If, on the other hand, we think that the price will not be maintained, but may either go up or down, we buy the 'put and call,' for which we have to pay double the price of the single option, so that if East Rands go above 7 1/8 we exercise the call, and if they go below we exercise the put. But those who understand option-dealing thoroughly do not wait, of course, until the expiry of the date before they speculate in their options. On the contrary, they buy and sell during the whole of the period, according as market movements are favourable for them. Option-dealing is thus a favourite mode of speculating with those professional operators who understand it, and those who do not understand it - its intricacies needing not a little laborious study - labour under a disadvantage, and run more risks than those who are thoroughly familiar with its complexities. To make it thoroughly comprehensible to the uninitiated, I should have to illustrate all its varied workings by numerous examples, which the scope of this book will not allow me to do. If, however, I have succeeded in conveying a clearer idea of it than most readers had, and have induced them to study it a little more fully, I shall have attained my present object.

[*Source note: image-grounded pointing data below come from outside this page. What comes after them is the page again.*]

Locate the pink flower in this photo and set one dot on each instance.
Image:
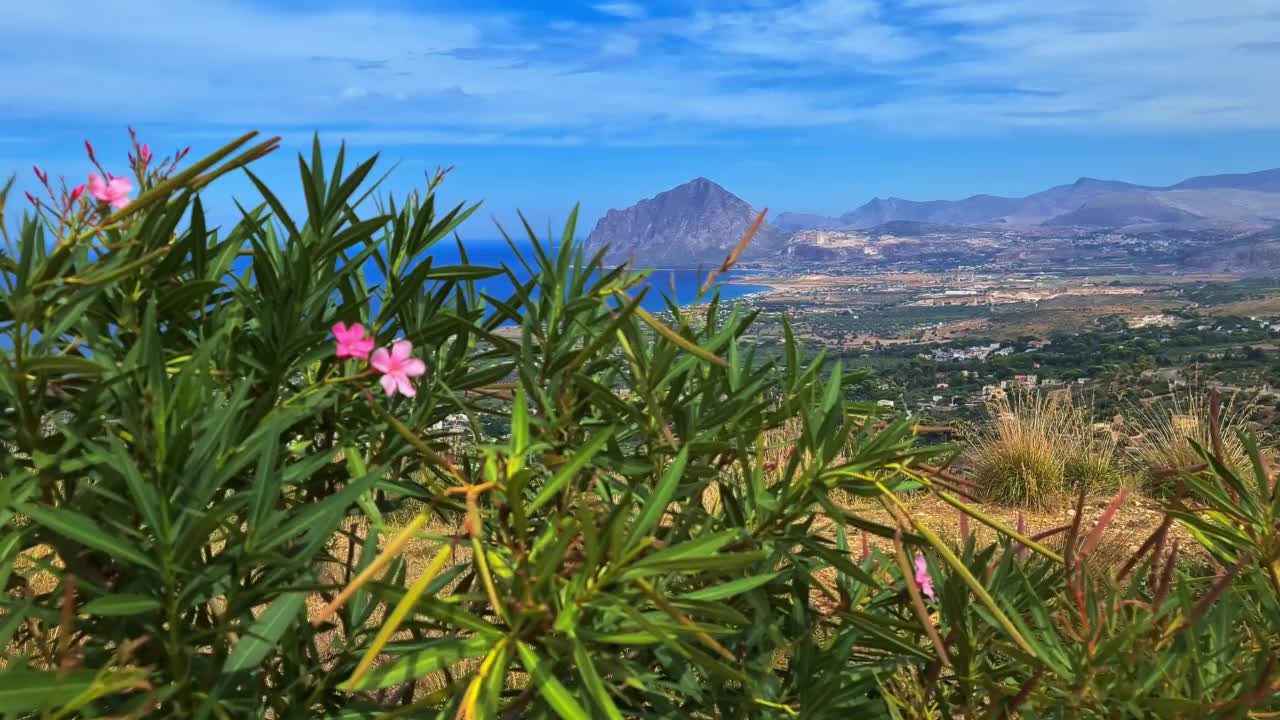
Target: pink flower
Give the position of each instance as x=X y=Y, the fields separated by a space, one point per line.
x=397 y=368
x=114 y=190
x=352 y=341
x=922 y=578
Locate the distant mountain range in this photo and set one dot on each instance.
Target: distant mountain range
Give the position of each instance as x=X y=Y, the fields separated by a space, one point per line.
x=688 y=224
x=699 y=222
x=1088 y=201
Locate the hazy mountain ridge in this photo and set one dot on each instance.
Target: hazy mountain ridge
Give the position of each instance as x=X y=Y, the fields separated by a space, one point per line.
x=695 y=223
x=699 y=222
x=1240 y=197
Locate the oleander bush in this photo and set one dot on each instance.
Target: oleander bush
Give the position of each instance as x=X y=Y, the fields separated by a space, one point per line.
x=234 y=487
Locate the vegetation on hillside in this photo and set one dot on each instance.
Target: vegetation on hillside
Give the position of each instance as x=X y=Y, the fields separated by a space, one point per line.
x=224 y=442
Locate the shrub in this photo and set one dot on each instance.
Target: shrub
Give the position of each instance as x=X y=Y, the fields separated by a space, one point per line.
x=206 y=490
x=1164 y=433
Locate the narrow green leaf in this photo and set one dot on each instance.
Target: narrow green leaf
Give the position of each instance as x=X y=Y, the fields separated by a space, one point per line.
x=265 y=632
x=77 y=527
x=24 y=691
x=658 y=500
x=593 y=683
x=120 y=605
x=553 y=692
x=731 y=588
x=570 y=469
x=432 y=657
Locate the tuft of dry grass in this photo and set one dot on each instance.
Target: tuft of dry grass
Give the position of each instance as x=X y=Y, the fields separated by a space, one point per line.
x=1034 y=450
x=1161 y=434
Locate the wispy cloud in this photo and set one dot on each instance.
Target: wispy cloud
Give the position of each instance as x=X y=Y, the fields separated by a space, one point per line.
x=630 y=10
x=624 y=74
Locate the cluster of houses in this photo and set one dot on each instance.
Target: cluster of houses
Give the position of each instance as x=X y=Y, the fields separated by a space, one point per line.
x=973 y=352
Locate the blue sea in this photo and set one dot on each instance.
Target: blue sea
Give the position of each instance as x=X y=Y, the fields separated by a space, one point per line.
x=682 y=285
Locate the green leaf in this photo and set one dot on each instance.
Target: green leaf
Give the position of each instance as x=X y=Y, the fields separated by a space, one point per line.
x=77 y=527
x=433 y=656
x=265 y=632
x=120 y=605
x=570 y=469
x=657 y=502
x=24 y=691
x=731 y=588
x=62 y=365
x=593 y=683
x=553 y=692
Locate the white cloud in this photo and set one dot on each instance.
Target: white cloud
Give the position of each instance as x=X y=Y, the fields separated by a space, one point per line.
x=927 y=67
x=629 y=10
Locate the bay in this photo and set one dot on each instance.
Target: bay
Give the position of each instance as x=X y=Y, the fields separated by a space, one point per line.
x=680 y=285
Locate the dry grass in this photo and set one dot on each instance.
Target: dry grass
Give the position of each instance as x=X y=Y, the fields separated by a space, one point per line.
x=1037 y=449
x=1161 y=434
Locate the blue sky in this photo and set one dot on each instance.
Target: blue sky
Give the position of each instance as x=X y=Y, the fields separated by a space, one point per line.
x=809 y=105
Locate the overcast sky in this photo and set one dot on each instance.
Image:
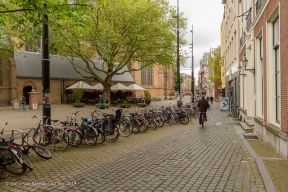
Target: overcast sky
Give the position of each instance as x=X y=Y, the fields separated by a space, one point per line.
x=206 y=17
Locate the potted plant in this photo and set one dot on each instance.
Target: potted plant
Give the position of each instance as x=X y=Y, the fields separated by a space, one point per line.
x=78 y=93
x=125 y=104
x=147 y=95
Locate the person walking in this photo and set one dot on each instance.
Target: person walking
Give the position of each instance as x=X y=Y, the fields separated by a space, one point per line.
x=211 y=100
x=203 y=106
x=101 y=99
x=23 y=103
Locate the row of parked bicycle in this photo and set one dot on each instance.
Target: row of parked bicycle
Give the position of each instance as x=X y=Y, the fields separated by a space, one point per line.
x=93 y=130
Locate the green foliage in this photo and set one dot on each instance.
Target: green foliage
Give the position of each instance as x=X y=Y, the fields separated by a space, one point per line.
x=147 y=95
x=121 y=32
x=141 y=104
x=102 y=106
x=213 y=66
x=78 y=93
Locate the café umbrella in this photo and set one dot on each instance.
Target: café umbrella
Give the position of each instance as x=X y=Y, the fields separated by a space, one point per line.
x=80 y=85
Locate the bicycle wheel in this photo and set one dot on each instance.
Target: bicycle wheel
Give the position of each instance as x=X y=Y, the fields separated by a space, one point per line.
x=160 y=121
x=152 y=124
x=42 y=151
x=235 y=114
x=135 y=128
x=169 y=120
x=37 y=136
x=184 y=119
x=143 y=127
x=26 y=161
x=125 y=128
x=113 y=137
x=196 y=113
x=12 y=162
x=89 y=135
x=75 y=138
x=60 y=140
x=100 y=138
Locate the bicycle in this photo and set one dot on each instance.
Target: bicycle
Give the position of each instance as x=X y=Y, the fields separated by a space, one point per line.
x=46 y=135
x=10 y=158
x=73 y=130
x=234 y=112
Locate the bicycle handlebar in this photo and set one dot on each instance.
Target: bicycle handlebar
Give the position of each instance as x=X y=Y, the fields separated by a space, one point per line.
x=2 y=132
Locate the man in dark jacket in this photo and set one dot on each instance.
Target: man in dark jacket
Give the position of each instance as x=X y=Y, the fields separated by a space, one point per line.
x=203 y=106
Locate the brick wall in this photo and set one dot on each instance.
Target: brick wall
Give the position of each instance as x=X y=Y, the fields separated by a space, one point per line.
x=261 y=25
x=284 y=64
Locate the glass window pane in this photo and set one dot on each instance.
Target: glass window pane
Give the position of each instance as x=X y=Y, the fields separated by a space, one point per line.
x=277 y=55
x=278 y=84
x=278 y=109
x=276 y=32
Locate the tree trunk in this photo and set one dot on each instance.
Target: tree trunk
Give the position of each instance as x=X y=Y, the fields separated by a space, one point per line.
x=107 y=90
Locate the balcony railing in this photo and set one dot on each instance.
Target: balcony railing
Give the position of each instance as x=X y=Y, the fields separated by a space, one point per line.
x=258 y=5
x=242 y=39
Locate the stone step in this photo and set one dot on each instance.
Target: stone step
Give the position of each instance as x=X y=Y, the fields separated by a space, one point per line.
x=246 y=128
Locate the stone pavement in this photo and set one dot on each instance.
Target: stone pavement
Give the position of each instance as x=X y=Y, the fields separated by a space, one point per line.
x=172 y=158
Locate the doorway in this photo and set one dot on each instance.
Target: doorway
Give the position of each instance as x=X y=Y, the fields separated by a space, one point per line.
x=26 y=90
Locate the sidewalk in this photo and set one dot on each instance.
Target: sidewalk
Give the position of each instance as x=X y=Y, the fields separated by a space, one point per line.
x=172 y=158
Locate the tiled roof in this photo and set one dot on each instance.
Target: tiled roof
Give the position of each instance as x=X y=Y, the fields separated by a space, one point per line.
x=29 y=65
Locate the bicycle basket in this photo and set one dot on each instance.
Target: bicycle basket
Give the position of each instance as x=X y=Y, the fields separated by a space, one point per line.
x=112 y=124
x=118 y=114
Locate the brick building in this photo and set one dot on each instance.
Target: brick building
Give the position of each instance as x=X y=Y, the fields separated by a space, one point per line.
x=263 y=35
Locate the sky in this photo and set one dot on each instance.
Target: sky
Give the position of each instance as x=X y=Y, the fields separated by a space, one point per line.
x=206 y=17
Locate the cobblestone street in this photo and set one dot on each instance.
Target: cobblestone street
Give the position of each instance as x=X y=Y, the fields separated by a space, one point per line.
x=172 y=158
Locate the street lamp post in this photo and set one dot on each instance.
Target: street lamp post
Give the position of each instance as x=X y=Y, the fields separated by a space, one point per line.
x=46 y=101
x=192 y=71
x=178 y=58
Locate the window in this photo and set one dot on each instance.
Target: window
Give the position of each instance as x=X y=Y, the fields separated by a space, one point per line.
x=276 y=55
x=1 y=82
x=262 y=75
x=146 y=75
x=32 y=46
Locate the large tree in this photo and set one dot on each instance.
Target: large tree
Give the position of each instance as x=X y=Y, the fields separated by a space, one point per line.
x=128 y=34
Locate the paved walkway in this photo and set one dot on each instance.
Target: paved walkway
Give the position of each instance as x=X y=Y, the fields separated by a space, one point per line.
x=172 y=158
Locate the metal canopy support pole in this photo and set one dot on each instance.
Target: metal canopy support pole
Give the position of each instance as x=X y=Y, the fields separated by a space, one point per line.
x=45 y=69
x=192 y=71
x=178 y=58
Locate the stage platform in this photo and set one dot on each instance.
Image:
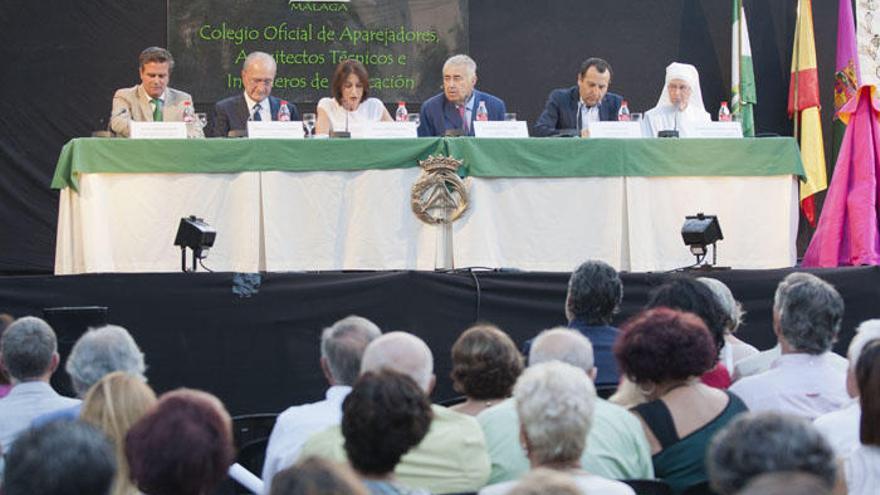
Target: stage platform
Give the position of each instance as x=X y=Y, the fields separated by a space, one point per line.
x=252 y=339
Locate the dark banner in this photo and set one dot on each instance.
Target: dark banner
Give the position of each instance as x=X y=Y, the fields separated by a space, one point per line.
x=403 y=44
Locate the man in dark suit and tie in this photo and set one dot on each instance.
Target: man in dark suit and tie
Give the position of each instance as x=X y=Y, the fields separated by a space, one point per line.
x=455 y=109
x=256 y=102
x=572 y=109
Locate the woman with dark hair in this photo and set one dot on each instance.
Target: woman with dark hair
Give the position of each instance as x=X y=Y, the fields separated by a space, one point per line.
x=664 y=352
x=183 y=446
x=350 y=104
x=862 y=467
x=385 y=415
x=485 y=365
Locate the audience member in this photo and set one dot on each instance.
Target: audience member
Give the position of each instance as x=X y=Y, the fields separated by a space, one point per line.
x=841 y=427
x=616 y=446
x=734 y=349
x=452 y=457
x=113 y=405
x=182 y=446
x=342 y=347
x=762 y=361
x=60 y=458
x=316 y=476
x=664 y=352
x=803 y=381
x=767 y=442
x=385 y=415
x=555 y=403
x=28 y=353
x=485 y=365
x=862 y=466
x=95 y=354
x=455 y=109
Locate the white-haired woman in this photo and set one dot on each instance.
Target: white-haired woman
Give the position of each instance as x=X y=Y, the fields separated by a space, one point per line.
x=555 y=403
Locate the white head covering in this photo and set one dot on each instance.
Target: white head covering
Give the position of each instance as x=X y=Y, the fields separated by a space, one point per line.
x=695 y=110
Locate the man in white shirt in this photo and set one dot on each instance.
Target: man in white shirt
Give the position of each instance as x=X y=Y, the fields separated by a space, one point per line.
x=29 y=354
x=803 y=381
x=841 y=428
x=342 y=347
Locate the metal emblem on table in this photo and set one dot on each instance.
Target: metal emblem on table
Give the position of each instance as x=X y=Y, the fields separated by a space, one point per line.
x=439 y=197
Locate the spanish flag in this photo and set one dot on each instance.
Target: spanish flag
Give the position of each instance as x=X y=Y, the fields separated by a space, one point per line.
x=803 y=107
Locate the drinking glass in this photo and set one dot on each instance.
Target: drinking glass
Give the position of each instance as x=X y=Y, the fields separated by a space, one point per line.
x=309 y=123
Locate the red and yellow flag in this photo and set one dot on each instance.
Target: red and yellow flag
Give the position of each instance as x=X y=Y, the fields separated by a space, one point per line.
x=803 y=107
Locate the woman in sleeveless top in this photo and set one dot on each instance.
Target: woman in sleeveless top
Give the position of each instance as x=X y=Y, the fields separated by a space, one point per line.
x=350 y=105
x=664 y=352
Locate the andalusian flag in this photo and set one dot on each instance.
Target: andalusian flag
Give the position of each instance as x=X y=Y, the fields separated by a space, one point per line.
x=846 y=74
x=803 y=107
x=742 y=72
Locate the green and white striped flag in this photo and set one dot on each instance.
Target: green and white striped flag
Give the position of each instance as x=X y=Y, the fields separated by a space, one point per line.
x=742 y=73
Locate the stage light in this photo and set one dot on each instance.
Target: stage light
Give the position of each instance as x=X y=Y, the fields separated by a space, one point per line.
x=700 y=231
x=195 y=234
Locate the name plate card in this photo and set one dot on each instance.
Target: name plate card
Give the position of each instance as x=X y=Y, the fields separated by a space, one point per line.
x=157 y=130
x=387 y=130
x=715 y=130
x=271 y=129
x=501 y=128
x=616 y=130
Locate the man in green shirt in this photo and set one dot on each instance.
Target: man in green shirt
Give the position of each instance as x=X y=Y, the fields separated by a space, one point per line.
x=616 y=444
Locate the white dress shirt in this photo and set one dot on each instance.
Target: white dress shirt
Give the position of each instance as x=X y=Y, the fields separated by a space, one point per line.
x=841 y=428
x=805 y=385
x=295 y=425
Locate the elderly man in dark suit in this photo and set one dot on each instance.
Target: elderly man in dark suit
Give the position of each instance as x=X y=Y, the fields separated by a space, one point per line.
x=256 y=102
x=572 y=109
x=456 y=108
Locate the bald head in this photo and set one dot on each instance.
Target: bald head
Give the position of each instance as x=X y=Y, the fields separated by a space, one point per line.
x=402 y=352
x=562 y=344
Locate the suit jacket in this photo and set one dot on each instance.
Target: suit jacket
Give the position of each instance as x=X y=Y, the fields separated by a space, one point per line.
x=560 y=112
x=132 y=104
x=233 y=113
x=438 y=114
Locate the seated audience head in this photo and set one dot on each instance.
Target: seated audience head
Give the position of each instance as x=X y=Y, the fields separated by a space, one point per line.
x=113 y=405
x=866 y=332
x=594 y=293
x=60 y=458
x=155 y=69
x=786 y=483
x=28 y=350
x=459 y=78
x=402 y=352
x=100 y=351
x=594 y=78
x=566 y=345
x=766 y=442
x=258 y=75
x=687 y=294
x=342 y=348
x=731 y=307
x=485 y=363
x=807 y=312
x=662 y=346
x=868 y=379
x=385 y=415
x=182 y=446
x=555 y=403
x=351 y=84
x=543 y=481
x=317 y=476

I may add, before dismissing the subject, that the committee of the London Stock Exchange recognise the legality of optional dealings in stocks and shares provided that the option period does not exceed two accounts beyond that for which bargains are being currently made; but they will not legislate upon any dispute arising from an option transaction done for a longer period, nor can a claim be made against a defaulter's estate in respect of any such unrecognised bargain. Nevertheless, in practice, options for two or three months, and sometimes even for longer than that, may be negotiated on the Stock Exchange. It may be thought by the uninitiated that the 'cover' system of bucket-shop-keepers, by means of which they try to attract clients, is nothing more or less than the option-dealing I have explained above. It is not so, however, and is a different method of dealing altogether, in which the operator is less protected against fraud and dishonesty on the part of these outside brokers. If we can find a scrupulously honest outside broker, however, who will act fairly and squarely with his client, the risks are greatly lessened, of course, and they may be no greater than in dealing with an inside broker. In their optional dealings on the Stock Exchange the public are greatly protected, but these protective measures are absent in their dealings with some bucket - shop - keepers and their numerous votaries and followers. The latter class will tell you how to make your fortune in a very short period of time by some system of theirs, which they describe as infallible. But the strange and unaccountable thing is that whilst they are ever ready, for a miserably small fee, to enrich others 'beyond the dreams of avarice,' they will not, or they cannot, make their own fortunes by using their own methods. I cannot look upon these men as noble philanthropists, for philanthropy expresses itself in quite other methods than theirs. Those, therefore, who put trust in their pretensions must be exceptionally simple and guileless. But the simple and guileless, like the poor, are always with us. To the poor, however, we can give of our superfluity. We can feed and clothe them according to our means, but it is a far more difficult task to give common-sense where it is lacking. I know of no process that has, as yet. been eminently successful in strengthening feeble minds with this mental nutriment.
Now, in the lists of prices given in our newspapers we often see the letters x. d., x. r., ex. new, cum. div., cum. rts., etc., and these letters are a great source of perplexity to the novitiate in speculation and investment. Briefly, therefore, it may be explained that x. d. means exclusive of dividend; x. r., exclusive of rights; ex. new, exclusive of new shares; cum. div., inclusive of dividend; and cum. rts., inclusive of rights, etc. That is to say, if we buy shares that are quoted x. d. we are not entitled to receive the dividend that has recently been declared upon them, but if the shares are quoted cum. div., then it means that we are entitled to the dividend. We may take it, however, that when a share is not quoted x. d. we really buy them cum. div.; that is to say, we buy them with all the privileges attached to them. The moment, however, that any share is officially declared on the Stock Exchange x. d., even though we may buy them a few minutes afterwards, we buy them without the dividend; but as the amount of the dividend is deducted from the price, we really get the equivalent of it by paying a lower price for the share. For instance, suppose a certain share is quoted 3 3/4 on the eve of the declaration of a dividend, then, if we buy those shares we are entitled to the dividend; and supposing the dividend is at the rate of 5s. per share, or 25 per cent., then the dividend is immediately deducted from the price, and the shares are quoted 3 1/2 x. d.
In that case, therefore, the seller gets his dividend, but gets a lower price for his share if he sells immediately afterwards, whilst the buyer, as I have said, gets the equivalent of the dividend in another way. As time goes on, however, the price improves again, and once more reaches 3 3/4, or even a higher figure, according to the prospects of the company or the demand for the shares. If only another 25 per cent. is likely to be paid at the end of the twelve months, it may go no higher, but if a 50 per cent. is expected, then, of course, the price will correspondingly advance.